FMC/HEAA - Faculdade de Medicina de Campos - Hospital Álvaro Alvim (RJ) — Prova 2023
Com relação ao adenocarcinoma de reto, quais destas apresentações são elegíveis para se realizar neoadjuvância com radioterapia e quimioterapia?
Adenocarcinoma de reto distal (<12 cm da margem anal) ou localmente avançado → Neoadjuvância (quimiorradioterapia) para downstaging e ↓ recidiva.
A neoadjuvância com quimiorradioterapia é uma estratégia padrão para o adenocarcinoma de reto, especialmente para tumores localmente avançados ou localizados no reto médio e inferior (geralmente <10-12 cm da margem anal). Isso visa reduzir o tamanho do tumor, facilitar a ressecção cirúrgica e diminuir o risco de recidiva local.

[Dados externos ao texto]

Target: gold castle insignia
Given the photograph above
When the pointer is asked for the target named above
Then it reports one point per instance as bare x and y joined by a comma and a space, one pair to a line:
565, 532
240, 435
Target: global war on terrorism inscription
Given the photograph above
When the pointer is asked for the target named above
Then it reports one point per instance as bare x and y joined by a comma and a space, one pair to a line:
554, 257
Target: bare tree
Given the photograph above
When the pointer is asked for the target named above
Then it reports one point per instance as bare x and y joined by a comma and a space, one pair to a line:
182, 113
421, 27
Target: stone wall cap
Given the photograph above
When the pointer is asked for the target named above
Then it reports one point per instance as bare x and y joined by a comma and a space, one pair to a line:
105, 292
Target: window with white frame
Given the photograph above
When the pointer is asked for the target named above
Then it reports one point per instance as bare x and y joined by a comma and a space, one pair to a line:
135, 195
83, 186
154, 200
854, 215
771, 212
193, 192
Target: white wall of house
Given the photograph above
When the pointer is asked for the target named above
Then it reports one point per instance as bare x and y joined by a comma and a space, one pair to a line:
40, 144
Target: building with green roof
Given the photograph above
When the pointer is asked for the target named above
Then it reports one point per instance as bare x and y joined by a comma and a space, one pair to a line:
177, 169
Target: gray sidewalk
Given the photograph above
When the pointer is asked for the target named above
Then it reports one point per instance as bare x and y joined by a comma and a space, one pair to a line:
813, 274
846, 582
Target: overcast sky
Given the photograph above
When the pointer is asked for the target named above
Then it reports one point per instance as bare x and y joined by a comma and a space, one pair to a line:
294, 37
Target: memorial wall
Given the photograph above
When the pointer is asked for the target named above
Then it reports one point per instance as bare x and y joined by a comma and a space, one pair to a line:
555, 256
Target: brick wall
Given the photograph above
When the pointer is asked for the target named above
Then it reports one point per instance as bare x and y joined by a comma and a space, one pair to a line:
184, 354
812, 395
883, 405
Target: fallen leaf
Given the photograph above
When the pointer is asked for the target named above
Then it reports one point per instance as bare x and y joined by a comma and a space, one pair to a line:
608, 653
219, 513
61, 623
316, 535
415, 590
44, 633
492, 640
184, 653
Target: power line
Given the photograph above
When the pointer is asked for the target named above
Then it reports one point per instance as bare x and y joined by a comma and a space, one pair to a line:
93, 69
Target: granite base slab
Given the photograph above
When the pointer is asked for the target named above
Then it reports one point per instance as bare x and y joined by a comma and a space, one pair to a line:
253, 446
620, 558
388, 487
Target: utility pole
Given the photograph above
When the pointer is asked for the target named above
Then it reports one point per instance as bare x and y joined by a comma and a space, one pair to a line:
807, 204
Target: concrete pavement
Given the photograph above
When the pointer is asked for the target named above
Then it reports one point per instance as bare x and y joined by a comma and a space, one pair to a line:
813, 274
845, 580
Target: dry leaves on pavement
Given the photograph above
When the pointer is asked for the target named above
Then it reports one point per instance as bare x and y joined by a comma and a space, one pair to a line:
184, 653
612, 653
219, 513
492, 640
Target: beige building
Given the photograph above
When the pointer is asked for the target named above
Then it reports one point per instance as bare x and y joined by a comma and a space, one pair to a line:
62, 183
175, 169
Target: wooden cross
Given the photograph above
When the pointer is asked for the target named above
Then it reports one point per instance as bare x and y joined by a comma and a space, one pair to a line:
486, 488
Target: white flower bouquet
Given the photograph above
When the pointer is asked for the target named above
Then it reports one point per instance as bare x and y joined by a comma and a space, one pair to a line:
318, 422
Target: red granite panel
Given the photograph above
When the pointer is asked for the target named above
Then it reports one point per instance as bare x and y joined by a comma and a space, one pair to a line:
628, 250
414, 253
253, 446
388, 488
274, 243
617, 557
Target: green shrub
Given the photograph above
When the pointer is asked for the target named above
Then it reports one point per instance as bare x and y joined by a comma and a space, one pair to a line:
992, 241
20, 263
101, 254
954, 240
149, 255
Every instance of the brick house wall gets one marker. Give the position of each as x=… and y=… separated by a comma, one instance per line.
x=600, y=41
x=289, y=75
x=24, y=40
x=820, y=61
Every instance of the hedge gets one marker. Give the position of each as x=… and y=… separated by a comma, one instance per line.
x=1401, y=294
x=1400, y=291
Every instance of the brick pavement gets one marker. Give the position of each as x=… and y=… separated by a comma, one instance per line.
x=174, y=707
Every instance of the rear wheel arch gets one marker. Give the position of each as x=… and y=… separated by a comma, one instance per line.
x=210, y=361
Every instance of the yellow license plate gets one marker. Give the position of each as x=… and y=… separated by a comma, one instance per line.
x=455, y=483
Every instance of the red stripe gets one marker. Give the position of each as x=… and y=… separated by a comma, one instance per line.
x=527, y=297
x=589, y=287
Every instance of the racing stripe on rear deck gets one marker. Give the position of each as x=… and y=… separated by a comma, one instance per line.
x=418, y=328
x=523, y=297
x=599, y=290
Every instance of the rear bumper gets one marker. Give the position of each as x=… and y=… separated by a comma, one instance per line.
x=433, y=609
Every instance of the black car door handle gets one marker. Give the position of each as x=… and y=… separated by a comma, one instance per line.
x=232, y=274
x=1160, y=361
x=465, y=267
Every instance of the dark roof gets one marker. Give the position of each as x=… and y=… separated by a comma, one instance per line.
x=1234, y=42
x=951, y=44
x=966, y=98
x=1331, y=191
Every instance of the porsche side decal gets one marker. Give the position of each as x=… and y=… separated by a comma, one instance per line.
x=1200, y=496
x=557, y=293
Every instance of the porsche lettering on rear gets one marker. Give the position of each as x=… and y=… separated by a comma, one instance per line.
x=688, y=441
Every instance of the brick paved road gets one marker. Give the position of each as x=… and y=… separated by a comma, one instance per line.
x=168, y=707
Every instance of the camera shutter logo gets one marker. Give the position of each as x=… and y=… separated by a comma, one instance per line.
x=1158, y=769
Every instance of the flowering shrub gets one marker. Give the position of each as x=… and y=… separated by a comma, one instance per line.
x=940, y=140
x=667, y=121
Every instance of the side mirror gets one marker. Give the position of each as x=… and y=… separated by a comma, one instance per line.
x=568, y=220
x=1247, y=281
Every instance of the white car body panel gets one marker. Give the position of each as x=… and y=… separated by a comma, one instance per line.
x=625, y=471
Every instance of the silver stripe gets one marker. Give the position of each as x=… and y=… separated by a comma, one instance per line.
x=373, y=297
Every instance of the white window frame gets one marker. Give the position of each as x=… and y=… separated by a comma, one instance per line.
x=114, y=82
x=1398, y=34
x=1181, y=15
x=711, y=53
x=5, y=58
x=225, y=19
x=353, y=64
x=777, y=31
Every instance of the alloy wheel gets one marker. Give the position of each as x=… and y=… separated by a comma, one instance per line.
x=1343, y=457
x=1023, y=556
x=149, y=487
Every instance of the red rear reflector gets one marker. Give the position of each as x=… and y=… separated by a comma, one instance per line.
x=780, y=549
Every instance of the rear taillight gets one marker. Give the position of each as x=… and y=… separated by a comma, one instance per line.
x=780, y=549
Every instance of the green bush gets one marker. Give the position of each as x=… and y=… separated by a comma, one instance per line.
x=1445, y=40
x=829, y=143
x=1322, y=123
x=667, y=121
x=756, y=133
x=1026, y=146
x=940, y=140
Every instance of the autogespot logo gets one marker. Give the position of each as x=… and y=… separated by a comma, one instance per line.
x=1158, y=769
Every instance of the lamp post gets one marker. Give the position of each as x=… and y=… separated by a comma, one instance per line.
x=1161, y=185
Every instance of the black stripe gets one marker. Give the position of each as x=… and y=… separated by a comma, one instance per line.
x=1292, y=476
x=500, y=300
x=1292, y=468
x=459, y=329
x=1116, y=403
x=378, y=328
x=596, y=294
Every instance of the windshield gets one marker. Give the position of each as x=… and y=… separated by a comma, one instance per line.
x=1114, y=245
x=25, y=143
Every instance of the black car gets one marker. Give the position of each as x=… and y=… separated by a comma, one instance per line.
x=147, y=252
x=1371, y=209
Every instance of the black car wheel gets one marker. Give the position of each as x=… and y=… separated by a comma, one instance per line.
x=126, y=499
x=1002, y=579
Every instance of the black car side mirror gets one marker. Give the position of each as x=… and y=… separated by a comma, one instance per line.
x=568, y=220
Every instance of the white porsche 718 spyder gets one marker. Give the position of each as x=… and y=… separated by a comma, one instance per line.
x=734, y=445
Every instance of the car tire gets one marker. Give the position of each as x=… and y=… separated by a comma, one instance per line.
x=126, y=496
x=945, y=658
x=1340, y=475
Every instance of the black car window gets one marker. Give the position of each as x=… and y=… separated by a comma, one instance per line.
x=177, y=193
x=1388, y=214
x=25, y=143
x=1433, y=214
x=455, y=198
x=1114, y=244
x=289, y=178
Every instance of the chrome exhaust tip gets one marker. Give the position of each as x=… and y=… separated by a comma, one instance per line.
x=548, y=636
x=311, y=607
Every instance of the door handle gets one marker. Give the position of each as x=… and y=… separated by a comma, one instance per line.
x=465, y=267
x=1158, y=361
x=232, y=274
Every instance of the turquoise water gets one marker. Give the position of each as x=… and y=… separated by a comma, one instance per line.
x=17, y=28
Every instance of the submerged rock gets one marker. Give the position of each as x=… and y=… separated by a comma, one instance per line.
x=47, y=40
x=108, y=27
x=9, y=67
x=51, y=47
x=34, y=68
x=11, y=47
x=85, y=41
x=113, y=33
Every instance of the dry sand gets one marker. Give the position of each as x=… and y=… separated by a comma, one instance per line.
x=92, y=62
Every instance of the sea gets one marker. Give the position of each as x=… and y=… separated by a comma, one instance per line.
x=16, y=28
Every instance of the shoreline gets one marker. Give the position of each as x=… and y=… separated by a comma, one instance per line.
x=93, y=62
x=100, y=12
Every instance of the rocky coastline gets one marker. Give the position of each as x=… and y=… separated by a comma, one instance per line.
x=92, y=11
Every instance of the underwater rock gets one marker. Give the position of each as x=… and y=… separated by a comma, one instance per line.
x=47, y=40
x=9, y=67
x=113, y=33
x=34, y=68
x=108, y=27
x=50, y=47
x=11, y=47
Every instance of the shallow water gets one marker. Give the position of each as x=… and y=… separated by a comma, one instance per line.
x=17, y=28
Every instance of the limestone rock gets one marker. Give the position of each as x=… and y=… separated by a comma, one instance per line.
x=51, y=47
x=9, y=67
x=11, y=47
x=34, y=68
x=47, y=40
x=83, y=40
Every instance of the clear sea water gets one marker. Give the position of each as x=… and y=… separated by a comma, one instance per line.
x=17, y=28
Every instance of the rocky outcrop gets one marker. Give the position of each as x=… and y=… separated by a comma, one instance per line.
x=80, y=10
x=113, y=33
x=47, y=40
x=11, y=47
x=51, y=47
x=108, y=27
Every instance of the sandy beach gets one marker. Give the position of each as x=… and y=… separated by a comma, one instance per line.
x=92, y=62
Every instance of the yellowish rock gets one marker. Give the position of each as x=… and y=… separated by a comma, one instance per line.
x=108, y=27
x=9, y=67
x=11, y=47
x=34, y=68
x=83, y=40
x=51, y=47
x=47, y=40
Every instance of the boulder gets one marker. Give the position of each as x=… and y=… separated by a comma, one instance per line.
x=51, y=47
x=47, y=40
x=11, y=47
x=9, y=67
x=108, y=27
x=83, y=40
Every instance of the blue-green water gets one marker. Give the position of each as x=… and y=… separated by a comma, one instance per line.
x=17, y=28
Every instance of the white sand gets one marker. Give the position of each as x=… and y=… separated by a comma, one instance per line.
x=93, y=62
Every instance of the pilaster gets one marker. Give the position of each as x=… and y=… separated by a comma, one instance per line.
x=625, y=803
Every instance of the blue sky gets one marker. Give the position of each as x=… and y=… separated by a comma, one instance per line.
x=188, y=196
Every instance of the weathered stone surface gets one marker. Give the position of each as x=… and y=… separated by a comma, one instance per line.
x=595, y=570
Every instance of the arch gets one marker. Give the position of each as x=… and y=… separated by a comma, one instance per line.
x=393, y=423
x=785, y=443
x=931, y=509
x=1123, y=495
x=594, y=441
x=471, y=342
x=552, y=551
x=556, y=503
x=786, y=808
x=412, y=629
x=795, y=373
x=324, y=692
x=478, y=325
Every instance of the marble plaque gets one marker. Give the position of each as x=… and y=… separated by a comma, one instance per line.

O adenocarcinoma de reto representa uma parcela significativa dos cânceres colorretais e seu manejo difere do câncer de cólon devido à sua localização anatômica na pelve, que impõe desafios cirúrgicos e maior risco de recidiva local. A estratégia terapêutica é guiada pelo estadiamento da doença, sendo a distância do tumor à margem anal um fator determinante para a indicação de neoadjuvância. A quimiorradioterapia neoadjuvante é o tratamento padrão para tumores de reto médio e inferior (geralmente localizados a menos de 10-12 cm da margem anal) e para tumores localmente avançados (T3/T4 ou N+), independentemente da distância. Essa abordagem visa reduzir o tamanho do tumor (downstaging), esterilizar a margem de ressecção circunferencial e diminuir a taxa de recidiva local, permitindo uma cirurgia mais conservadora e com melhores resultados oncológicos. O estadiamento preciso, geralmente realizado com ressonância magnética da pelve, é essencial para definir a elegibilidade para a neoadjuvância. A compreensão desses critérios é fundamental para residentes e profissionais da área, garantindo a aplicação do tratamento mais adequado e personalizado para cada paciente com adenocarcinoma de reto.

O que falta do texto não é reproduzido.